There is no denying that there is a growing demand for nursing and healthcare professionals, but you must meet educational requirements to compete for these positions. According to the Bureau of Labor Statistics, the field of nursing is expected to grow by 26 percent by 2020 for Registered Nurses. While this is a promising statistic that sheds light on just how high in demand nursing will be as the population ages, you must hold the appropriate degree to compete in an already competitive field. If you are considering enrolling in an Associate’s Nursing Degree program, it is important to understand what the demand is like and what opportunities the completion of this program will open up for you.
A Quicker Route to Becoming a Licensed Nurse
In the past, individuals interested in becoming registered nursing professionals would enroll in a Bachelor’s degree program to satisfy licensing requirements. A Bachelor’s degree program, which typically takes 4 years to complete, will teach both theory and practical skills that are needed to pass an RN licensing exam. Now, with the growing demand for registered nurses in virtually all healthcare settings, the shorter Associate’s degree program is becoming increasingly popular. Based on the fact that an ADN program is 2 years and a BDN program is 4 years, students who want to jump start their careers can enter the field and earn their license much faster by going the Associate’s degree route.
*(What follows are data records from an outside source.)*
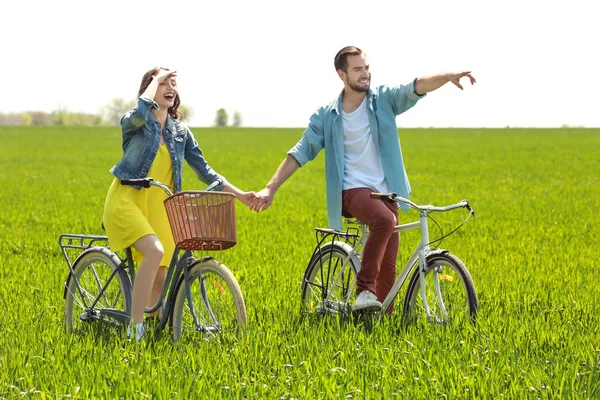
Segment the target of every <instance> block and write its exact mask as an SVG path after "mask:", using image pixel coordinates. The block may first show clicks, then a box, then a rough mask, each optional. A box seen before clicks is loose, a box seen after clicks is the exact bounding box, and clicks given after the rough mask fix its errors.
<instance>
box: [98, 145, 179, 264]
mask: <svg viewBox="0 0 600 400" xmlns="http://www.w3.org/2000/svg"><path fill="white" fill-rule="evenodd" d="M148 177H151V178H154V180H155V181H159V182H162V183H164V184H166V185H168V186H170V187H174V182H173V162H172V160H171V155H170V154H169V150H168V148H167V146H166V145H165V144H161V145H160V146H159V147H158V153H157V154H156V157H155V158H154V161H153V162H152V165H151V166H150V170H149V171H148ZM166 198H167V194H166V193H165V192H164V191H163V190H162V189H161V188H158V187H155V186H151V187H150V188H148V189H145V188H142V189H141V190H137V189H135V188H134V187H132V186H124V185H121V181H120V180H119V179H118V178H115V179H114V180H113V182H112V184H111V186H110V189H109V191H108V195H107V196H106V202H105V203H104V215H103V216H102V221H103V222H104V228H105V229H106V235H107V236H108V242H109V243H110V248H111V249H112V250H113V251H119V250H123V249H125V248H126V247H129V246H131V245H133V244H134V243H135V242H136V241H137V240H138V239H139V238H141V237H142V236H146V235H152V234H154V235H156V236H157V237H158V239H159V240H160V242H161V243H162V245H163V248H164V251H165V253H164V256H163V259H162V261H161V263H160V265H162V266H169V263H170V262H171V257H172V256H173V251H174V250H175V242H174V240H173V233H172V232H171V228H170V226H169V220H168V219H167V212H166V211H165V205H164V203H163V201H164V199H166ZM135 259H136V261H141V260H142V259H143V256H142V255H141V254H139V253H137V252H136V255H135Z"/></svg>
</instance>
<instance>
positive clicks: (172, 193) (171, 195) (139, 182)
mask: <svg viewBox="0 0 600 400" xmlns="http://www.w3.org/2000/svg"><path fill="white" fill-rule="evenodd" d="M221 184H223V181H222V180H221V179H220V178H218V179H217V180H216V181H214V182H213V183H211V184H210V185H208V187H207V188H206V189H204V191H210V190H213V189H214V188H215V187H217V186H219V185H221ZM121 185H125V186H140V187H143V188H149V187H150V186H157V187H159V188H161V189H162V190H164V191H165V193H166V194H167V195H169V196H172V195H173V191H172V190H171V188H170V187H169V186H167V185H165V184H164V183H162V182H159V181H155V180H154V179H152V178H141V179H121Z"/></svg>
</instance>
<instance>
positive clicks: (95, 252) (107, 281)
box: [64, 247, 131, 332]
mask: <svg viewBox="0 0 600 400" xmlns="http://www.w3.org/2000/svg"><path fill="white" fill-rule="evenodd" d="M120 264H121V263H120V260H119V258H118V257H117V256H116V255H115V254H114V253H111V252H110V251H109V250H108V249H107V248H101V247H98V248H94V249H91V250H88V251H86V252H84V253H82V254H81V255H80V256H79V258H78V259H77V260H76V261H75V263H74V264H73V272H74V273H71V274H69V277H68V278H67V282H66V283H65V294H64V296H65V323H66V326H67V329H68V330H69V331H71V332H73V331H78V330H83V329H88V328H89V327H90V326H91V325H94V324H93V322H96V321H100V322H103V323H105V324H106V325H108V326H114V327H117V328H122V327H123V325H124V324H126V323H127V321H128V318H129V309H130V307H131V282H130V281H129V276H128V275H127V273H126V272H125V270H123V269H122V268H119V266H120Z"/></svg>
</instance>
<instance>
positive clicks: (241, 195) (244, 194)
mask: <svg viewBox="0 0 600 400" xmlns="http://www.w3.org/2000/svg"><path fill="white" fill-rule="evenodd" d="M236 197H237V199H238V200H239V201H241V202H242V203H243V204H245V205H246V206H247V207H248V208H250V209H251V210H253V211H256V212H258V209H254V207H253V204H255V203H256V202H257V201H260V197H259V196H258V195H257V194H256V193H254V192H241V193H239V194H236Z"/></svg>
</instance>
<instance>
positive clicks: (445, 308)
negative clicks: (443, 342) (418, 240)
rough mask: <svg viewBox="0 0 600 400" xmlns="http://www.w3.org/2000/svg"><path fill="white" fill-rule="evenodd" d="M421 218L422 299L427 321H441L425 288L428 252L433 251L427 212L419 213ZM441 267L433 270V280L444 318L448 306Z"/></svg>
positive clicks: (420, 282)
mask: <svg viewBox="0 0 600 400" xmlns="http://www.w3.org/2000/svg"><path fill="white" fill-rule="evenodd" d="M419 220H420V225H421V238H422V241H421V243H423V247H422V248H421V251H420V252H419V265H420V266H421V267H420V268H419V284H420V287H421V299H422V300H423V307H424V308H425V313H426V314H427V321H429V322H435V323H440V322H442V321H441V320H440V318H439V317H432V316H431V309H430V308H429V304H428V303H427V291H426V289H425V285H426V284H425V274H426V272H427V254H429V253H430V252H431V247H429V243H430V242H429V228H428V226H427V214H426V213H425V212H423V211H421V213H420V214H419ZM439 269H441V267H437V268H436V269H435V271H432V272H433V282H434V286H435V294H436V297H437V301H438V305H439V306H440V309H441V310H442V312H443V314H444V319H445V318H446V317H448V312H447V311H446V306H445V305H444V300H443V299H442V291H441V290H440V278H439V274H440V273H441V272H442V271H441V270H439Z"/></svg>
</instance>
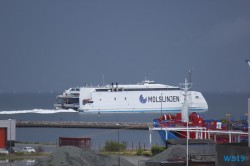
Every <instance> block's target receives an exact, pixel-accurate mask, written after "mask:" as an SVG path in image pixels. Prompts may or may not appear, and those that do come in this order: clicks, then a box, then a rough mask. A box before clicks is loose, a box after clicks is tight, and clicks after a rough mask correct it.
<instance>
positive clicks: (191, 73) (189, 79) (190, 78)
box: [188, 68, 193, 89]
mask: <svg viewBox="0 0 250 166" xmlns="http://www.w3.org/2000/svg"><path fill="white" fill-rule="evenodd" d="M192 72H193V68H191V69H189V70H188V83H192ZM190 89H191V87H190Z"/></svg>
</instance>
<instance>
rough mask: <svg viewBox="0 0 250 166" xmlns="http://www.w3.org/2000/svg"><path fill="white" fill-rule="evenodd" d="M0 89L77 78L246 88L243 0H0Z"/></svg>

What Are Some of the Differences for Applicants Who Only Possess an ADN?
You must consider how the educational path you take will affect your career path options before you select any type of nursing degree program. While an Associate’s Degree Nursing program will teach you the core curriculum you need to know to pass your state licensing exam, you will be taking a limited amount of courses to earn your degree and this limitation may restrict your career options. Upon earning your license, you will earn less as an entry-level Associate’s Degree Nurse than you would as a Bachelor’s Degree Nurse. While salary differences are not dramatic, the average ADN earned about $71,000 in 2006 and the average BDN with the same level of experience earned about $75,000. As entry-level candidates earn experience, the gap does shrink.
When is the Fast Track the Right Option?
If you have always dreamed of working as a nurse, taking the fast track into the field may be the right option. Once you earn your Associate’s degree and you possess a license, you can start working your way up the ladder as a nursing professional. Being an Associate’s Degree nurse is a great choice for individuals who would like to advance their career and earn their Bachelor’s degree while they are working in the profession. You may also be able to find an employer who will pay for continuing education.
More and more healthcare facilities are looking for ADN professionals who are motivated and ready to work their way up. If you fall into this category, start reviewing degree, licensing and employment requirements, and enter the rewarding field of nursing to make a living and a difference.